Daniel Herrero

 
 

À TOULON, DANIEL HERRERO EST CHEZ LUI. PAS AU SENS FOLKLORIQUE, AU

SENS ORGANIQUE. ICI, LE RUGBY NE SE REGARDE PAS À DISTANCE, IL SE VIT

AU COUDE-À-COUDE, COMME LE PORT, COMME LE VENT, COMME LA VOIX

DES TRIBUNES DE MAYOL. HERRERO A PARLÉ CE RUGBY-LÀ :

POPULAIRE, FRONTAL, GÉNÉREUX. AVEC DE LA GOUAILLE, DU CŒUR

ET UNE IDÉE TRÈS CLAIRE DU COLLECTIF.

 

Daniel Herrero n’a jamais été un technicien froid. C’est un homme de parole — et à Toulon, la parole compte. Elle doit être tenue, incarnée, assumée.

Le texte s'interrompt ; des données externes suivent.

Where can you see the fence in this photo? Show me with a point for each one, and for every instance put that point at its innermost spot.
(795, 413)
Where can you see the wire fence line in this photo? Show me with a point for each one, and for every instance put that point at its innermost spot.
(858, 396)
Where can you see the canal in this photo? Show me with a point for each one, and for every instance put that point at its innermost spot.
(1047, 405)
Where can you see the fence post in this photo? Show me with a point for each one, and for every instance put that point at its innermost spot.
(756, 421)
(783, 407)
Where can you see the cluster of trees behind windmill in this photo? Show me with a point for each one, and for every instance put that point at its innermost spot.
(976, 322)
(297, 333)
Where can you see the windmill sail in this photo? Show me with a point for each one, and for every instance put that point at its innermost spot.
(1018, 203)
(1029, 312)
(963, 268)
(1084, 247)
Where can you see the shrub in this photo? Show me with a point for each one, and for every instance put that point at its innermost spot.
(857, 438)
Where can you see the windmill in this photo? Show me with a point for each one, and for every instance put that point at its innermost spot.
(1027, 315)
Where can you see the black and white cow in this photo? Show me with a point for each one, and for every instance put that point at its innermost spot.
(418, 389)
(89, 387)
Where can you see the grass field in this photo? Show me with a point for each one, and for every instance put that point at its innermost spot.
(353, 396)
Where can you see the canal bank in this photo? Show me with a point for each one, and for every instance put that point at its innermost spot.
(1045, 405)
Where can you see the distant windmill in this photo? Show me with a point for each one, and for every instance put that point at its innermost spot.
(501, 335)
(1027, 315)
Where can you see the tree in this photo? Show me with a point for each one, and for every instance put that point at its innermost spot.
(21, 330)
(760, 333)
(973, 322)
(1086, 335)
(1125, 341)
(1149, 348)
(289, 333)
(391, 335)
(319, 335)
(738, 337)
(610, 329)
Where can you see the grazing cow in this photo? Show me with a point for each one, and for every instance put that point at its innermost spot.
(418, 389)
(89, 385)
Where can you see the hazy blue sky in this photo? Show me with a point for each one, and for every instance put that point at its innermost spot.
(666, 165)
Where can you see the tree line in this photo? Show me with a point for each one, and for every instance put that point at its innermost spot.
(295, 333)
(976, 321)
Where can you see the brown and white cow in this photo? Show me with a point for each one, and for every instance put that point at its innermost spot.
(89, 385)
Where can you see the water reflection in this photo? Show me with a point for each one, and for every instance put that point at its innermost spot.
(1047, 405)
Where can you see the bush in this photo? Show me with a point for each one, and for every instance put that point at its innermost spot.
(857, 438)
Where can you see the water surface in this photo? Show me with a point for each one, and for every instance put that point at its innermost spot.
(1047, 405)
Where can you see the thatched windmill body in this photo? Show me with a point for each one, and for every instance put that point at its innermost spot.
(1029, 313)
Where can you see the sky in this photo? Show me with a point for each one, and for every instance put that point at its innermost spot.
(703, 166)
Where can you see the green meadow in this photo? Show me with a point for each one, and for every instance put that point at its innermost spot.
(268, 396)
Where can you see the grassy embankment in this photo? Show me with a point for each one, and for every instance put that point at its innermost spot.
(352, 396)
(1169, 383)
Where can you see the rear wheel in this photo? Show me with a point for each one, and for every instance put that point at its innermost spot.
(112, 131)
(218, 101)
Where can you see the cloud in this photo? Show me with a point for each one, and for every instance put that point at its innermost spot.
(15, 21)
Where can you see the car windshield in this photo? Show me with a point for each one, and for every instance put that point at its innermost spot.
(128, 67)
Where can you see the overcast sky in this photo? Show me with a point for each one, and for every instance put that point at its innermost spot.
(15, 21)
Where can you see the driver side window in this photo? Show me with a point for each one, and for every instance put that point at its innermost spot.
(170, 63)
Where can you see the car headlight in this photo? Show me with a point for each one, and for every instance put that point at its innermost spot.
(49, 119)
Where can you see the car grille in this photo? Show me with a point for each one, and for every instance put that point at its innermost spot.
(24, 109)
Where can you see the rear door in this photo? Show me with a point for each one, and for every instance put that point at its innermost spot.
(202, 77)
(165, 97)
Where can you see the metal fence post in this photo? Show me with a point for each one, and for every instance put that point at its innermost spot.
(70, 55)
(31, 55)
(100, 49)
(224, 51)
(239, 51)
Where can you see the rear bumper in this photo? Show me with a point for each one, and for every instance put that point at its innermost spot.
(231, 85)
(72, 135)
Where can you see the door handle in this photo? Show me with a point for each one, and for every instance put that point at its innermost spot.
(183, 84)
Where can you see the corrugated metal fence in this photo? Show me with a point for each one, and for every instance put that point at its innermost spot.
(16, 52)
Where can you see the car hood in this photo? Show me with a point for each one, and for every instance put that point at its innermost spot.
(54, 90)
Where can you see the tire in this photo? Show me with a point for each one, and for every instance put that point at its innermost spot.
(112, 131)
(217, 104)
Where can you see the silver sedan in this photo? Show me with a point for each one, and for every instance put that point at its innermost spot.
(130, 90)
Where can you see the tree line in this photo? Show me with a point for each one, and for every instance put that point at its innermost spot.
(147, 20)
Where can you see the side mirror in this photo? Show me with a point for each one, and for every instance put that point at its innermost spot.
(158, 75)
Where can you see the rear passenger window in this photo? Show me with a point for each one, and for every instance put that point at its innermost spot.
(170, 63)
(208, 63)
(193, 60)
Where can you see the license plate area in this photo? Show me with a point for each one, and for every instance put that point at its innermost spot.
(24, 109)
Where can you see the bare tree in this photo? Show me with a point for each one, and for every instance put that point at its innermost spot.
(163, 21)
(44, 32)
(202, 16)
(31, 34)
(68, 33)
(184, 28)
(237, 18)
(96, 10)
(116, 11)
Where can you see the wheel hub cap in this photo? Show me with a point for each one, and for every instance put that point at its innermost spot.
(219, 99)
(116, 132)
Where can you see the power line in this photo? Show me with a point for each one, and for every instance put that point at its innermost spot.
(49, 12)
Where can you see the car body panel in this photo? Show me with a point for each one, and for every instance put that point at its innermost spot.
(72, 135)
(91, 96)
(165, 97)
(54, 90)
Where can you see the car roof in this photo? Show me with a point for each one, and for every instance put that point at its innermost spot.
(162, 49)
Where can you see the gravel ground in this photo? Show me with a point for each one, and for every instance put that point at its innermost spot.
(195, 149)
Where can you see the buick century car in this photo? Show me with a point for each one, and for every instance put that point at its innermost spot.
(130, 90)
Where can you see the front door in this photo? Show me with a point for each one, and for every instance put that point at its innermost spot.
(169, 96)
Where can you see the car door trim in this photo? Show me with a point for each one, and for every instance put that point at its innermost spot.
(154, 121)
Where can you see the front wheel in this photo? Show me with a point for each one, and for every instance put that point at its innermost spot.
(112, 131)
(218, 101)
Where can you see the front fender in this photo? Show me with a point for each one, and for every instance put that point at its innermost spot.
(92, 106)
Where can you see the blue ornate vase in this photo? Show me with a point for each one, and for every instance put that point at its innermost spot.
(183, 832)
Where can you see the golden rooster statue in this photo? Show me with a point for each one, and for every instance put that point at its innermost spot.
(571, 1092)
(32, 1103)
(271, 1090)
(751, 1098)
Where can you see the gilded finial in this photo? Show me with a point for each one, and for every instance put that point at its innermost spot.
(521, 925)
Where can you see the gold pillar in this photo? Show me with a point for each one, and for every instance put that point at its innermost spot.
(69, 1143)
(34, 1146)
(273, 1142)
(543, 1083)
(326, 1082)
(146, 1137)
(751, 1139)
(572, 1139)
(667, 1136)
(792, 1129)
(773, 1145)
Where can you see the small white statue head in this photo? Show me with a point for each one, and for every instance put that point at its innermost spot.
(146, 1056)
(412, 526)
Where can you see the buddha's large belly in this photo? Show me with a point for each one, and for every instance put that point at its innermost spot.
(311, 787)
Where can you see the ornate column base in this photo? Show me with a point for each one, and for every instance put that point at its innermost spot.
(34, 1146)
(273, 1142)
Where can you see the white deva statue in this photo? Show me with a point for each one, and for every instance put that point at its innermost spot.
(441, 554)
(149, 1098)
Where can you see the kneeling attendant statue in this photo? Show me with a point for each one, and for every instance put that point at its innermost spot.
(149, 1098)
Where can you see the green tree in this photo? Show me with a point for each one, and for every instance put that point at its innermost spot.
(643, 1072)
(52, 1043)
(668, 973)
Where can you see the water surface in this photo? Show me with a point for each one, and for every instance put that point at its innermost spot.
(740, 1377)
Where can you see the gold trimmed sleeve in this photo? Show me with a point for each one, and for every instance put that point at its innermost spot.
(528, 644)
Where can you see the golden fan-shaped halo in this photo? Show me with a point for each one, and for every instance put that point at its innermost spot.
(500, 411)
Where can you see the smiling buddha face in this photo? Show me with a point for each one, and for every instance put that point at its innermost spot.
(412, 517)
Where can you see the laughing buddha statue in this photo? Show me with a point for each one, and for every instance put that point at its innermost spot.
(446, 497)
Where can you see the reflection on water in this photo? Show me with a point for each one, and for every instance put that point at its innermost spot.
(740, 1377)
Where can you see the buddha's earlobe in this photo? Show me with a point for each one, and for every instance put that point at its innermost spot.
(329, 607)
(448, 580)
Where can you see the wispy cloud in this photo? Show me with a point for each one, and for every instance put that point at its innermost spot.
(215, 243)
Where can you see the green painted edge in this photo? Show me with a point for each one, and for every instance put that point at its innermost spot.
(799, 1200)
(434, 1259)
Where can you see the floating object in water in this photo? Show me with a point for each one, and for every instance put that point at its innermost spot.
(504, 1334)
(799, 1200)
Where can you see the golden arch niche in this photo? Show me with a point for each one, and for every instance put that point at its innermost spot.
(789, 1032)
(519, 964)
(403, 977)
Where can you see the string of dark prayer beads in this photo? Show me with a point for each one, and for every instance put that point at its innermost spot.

Quand il parle de rugby, il ne déroule pas un PowerPoint : il raconte une histoire. Celle d’hommes qui se lèvent, qui doutent, qui se serrent. Celle de vestiaires qui sentent la sueur et la responsabilité. Celle de tribunes qui grondent, parce qu’elles savent reconnaître le vrai du tricheur.

Formé très tôt dans la fratrie des trois frères Herrero, Daniel apprend que le collectif n’est pas une option. C’est une discipline. À Toulon, cette idée trouve un terrain naturel. Ville rude et solaire, portuaire et fière, Toulon n’aime ni les poseurs ni les fuyants.

Herrero y défend un rugby d’engagement total : un rugby qui se gagne au courage autant qu’à l’intelligence, un rugby qui ne s’excuse pas d’être populaire.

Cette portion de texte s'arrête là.